8. April 2017, 21:58
Zu diesen Nachkommen zählen sich heute Juden, Christen und Muslime. Alle drei Religionen berufen sich auf Abraham als ihrem Urahnen Deshalb wird diese biblische Erzählgestalt im interreligiösen Dialog auch gerne herangezogen, um das Miteinander der drei Religionen theologisch zu begründen. Man spricht dann von „Abrahmitischer Ökumene“ oder „abrahamischen Religionen“.
Aber so einfach ist das nicht. Man wird wohl eher bescheidener von Begegnung im Zeichen des Abraham sprechen müssen. Denn wohl bewahren die verbindlichen Texte aller drei Religionen die Erinnerung daran, dass Abraham weder Jude noch Christ noch Muslim ist. Aber im Verlauf ihrer Traditionsgeschichte wird Abraham von Juden, Christen und Muslimen als Idealtypus des jeweils eigenen Glaubens dargestellt.
Im Judentum wird Abraham zu einem Art „Urrabbi“, der als Nicht-Jude und ohne Torah dennoch nach dem Gesetz Gottes lebt. Im Christentum wird Abraham zum vorchristlichen Typos des rechten christlichen Glaubens, wodurch das jüdische Volk enterbt wird. Und im Islam gilt Abraham als Kronzeuge dafür, dass es „Islam“ – also den wahren Glauben, den dieser lehrt – schon vor Mohammed gegeben habe.
Alle drei berufen sich auf Abraham und alle drei beanspruchen ihn als ihr Eigentum. Damit gehört auch der Streit um Abraham zum interreligiösen Dialog. Und so wird dann auch um den Besitz des Landes gestritten, das Gott den Nachkommen Abrahams versprochen hat.

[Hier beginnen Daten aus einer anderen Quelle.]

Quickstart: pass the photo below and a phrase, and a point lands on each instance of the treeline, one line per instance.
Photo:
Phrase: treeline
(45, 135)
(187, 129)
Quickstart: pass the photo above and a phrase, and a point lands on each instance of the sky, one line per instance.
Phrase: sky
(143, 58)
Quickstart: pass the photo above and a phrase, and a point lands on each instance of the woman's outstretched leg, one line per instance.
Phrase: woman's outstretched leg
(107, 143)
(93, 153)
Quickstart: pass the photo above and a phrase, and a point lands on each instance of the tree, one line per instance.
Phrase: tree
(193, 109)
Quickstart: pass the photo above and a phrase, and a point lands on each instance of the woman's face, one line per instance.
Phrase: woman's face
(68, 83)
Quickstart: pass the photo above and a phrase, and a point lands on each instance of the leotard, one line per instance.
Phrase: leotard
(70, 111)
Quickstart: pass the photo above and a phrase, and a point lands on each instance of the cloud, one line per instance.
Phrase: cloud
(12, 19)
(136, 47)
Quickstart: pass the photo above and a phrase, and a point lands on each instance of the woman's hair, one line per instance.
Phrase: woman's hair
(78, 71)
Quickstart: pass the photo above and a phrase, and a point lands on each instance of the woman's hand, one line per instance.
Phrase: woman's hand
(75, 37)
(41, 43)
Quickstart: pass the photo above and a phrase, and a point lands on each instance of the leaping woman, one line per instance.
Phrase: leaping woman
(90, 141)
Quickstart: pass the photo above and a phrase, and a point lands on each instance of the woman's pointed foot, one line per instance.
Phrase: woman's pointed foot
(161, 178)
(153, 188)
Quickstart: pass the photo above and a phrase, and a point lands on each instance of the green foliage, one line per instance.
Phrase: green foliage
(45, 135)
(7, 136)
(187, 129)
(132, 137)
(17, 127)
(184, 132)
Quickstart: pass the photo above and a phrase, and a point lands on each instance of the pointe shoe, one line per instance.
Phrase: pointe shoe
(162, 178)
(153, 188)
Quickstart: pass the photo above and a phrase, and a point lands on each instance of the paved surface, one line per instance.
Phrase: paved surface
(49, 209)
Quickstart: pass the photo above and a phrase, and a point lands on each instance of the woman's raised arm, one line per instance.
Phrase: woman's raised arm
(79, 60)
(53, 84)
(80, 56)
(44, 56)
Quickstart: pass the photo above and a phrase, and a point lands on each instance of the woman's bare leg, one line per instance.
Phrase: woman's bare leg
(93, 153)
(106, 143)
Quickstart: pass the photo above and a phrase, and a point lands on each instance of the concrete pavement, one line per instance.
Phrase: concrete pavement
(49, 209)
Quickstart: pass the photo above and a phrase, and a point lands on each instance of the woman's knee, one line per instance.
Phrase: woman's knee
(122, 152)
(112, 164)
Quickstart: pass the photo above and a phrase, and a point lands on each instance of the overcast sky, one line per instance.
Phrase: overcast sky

Die Abraham-Tradition kann also auch trennen und zu Krieg führen.
Die Figur des Abraham muss also keinesfalls automatisch zur Einigung der drei Religionen in Bekenntnis, Praxis und Gemeinschaftsstruktur führen. Eine solche Einigung ist auch gar nicht nötig: Denn ein Zurück zu einem religiös einfachen Leben vor Gott – ohne Kirche oder religiöses Gesetz – ist nicht nur ungeschichtlich und naiv; eine solche Sicht übersieht auch, dass Abraham für keine der drei Religionen die zentrale Gründungsgestalt ist.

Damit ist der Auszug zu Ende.